For the average person, work is work and the rest of life is supposed to go smoothly. But that’s far from the truth. Everything in life takes work. Your relationships, your diet, your hobbies, moving, cleaning, and everything else!
Some of that work is more annoying than others, but it’s all work. Realizing this has helped me expand my view of “actual work,” which in turn has allowed me to spend more time focusing on non-technical things. This shift would have helped me see the value in the Machine Shop in engineering school and it now has me more interested in non-technical career paths.
Shying away from Product Management
When I think about Product Management, or business roles in general, the voice in the back of my head says “that’d be okay, but they’re is too much talking and not enough working.” It has never fit into my view of “actual work” which is supposed to be an “intellectual challenge”
What’s funny though, is that I love talking to people. It’s one of my favorite things
So why am I so inclined to dismiss the social aspect of a job as a negative? Because it doesn’t fit into the killer combo.

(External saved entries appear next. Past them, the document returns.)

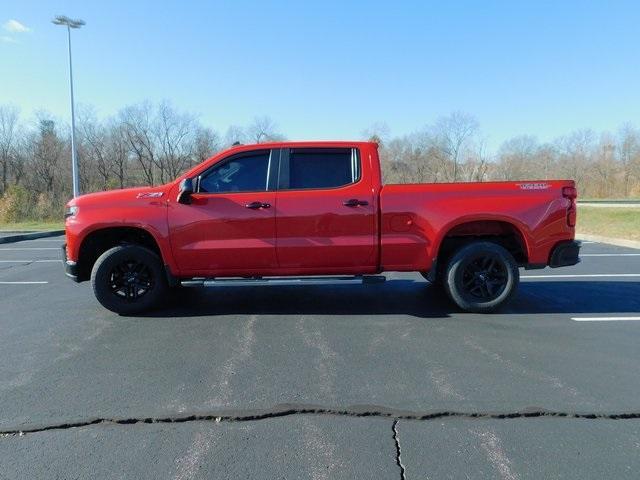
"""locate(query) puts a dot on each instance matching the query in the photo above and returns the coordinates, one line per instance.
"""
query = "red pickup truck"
(309, 213)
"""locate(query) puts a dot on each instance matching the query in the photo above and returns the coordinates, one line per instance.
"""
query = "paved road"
(378, 381)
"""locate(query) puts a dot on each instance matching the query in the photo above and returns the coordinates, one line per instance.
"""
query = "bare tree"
(93, 139)
(451, 135)
(263, 129)
(8, 140)
(629, 152)
(174, 138)
(46, 153)
(206, 143)
(235, 134)
(138, 130)
(118, 148)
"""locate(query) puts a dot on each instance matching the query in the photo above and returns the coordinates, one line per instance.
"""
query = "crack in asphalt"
(287, 411)
(396, 439)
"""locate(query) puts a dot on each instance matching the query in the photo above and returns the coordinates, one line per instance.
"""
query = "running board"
(262, 281)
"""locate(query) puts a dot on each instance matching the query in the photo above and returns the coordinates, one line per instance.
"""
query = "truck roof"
(304, 143)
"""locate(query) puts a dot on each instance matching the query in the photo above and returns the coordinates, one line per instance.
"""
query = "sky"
(331, 69)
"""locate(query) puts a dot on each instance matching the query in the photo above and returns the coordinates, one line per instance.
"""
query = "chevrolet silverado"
(312, 213)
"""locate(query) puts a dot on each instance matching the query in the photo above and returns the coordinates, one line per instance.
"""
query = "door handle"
(354, 202)
(256, 205)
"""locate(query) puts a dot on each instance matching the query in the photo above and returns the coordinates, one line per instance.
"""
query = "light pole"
(69, 23)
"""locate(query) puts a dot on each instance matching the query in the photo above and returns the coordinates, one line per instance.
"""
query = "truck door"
(229, 227)
(326, 219)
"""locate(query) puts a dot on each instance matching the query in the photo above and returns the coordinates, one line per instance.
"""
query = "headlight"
(71, 211)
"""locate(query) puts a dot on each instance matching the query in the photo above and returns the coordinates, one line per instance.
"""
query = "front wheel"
(481, 277)
(128, 279)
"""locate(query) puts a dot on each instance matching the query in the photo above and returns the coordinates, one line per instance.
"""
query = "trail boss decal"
(533, 186)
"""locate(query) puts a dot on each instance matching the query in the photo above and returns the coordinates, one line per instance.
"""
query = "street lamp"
(69, 23)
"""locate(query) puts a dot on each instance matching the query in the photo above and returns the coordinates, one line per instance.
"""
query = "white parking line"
(31, 248)
(605, 319)
(610, 255)
(31, 261)
(594, 275)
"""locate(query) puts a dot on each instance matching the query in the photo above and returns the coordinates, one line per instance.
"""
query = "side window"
(323, 167)
(246, 173)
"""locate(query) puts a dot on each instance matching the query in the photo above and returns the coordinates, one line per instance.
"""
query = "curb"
(30, 236)
(620, 242)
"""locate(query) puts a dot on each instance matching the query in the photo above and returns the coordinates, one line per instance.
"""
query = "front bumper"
(565, 254)
(70, 267)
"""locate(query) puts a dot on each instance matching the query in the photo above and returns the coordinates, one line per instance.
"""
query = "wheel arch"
(99, 240)
(502, 231)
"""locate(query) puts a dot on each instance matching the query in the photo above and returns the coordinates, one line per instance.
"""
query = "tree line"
(150, 144)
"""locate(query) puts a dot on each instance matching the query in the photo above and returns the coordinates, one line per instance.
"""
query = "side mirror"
(186, 189)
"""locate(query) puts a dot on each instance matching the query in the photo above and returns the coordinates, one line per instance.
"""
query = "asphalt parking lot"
(324, 382)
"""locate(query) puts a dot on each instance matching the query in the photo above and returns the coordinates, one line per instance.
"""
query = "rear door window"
(318, 168)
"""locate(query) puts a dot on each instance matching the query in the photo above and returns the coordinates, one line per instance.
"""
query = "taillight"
(571, 193)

This is the main idea I’m getting at. I want to expand my views of actual work so I can make more honest assessments of the type of work I want to do.
Plus, I’m going to consider when my interest in non-technical skills, like talking to people, would actually help me excel in certain areas instead of only considering how they “get in the way of real work.”
In a way, this post is a deeper intro to some of my inner thinking related to Product Management. I want to keep the killer combo in mind as I consider how enticing a career in Product Management is to make sure I don’t write it off because it doesn’t fit my old views.
Conclusion
2022 is the year I’ll unlearn the killer combo. Instead, I’ll build a more holistic view of intelligence that allows me to explore areas I’ve previously ignored.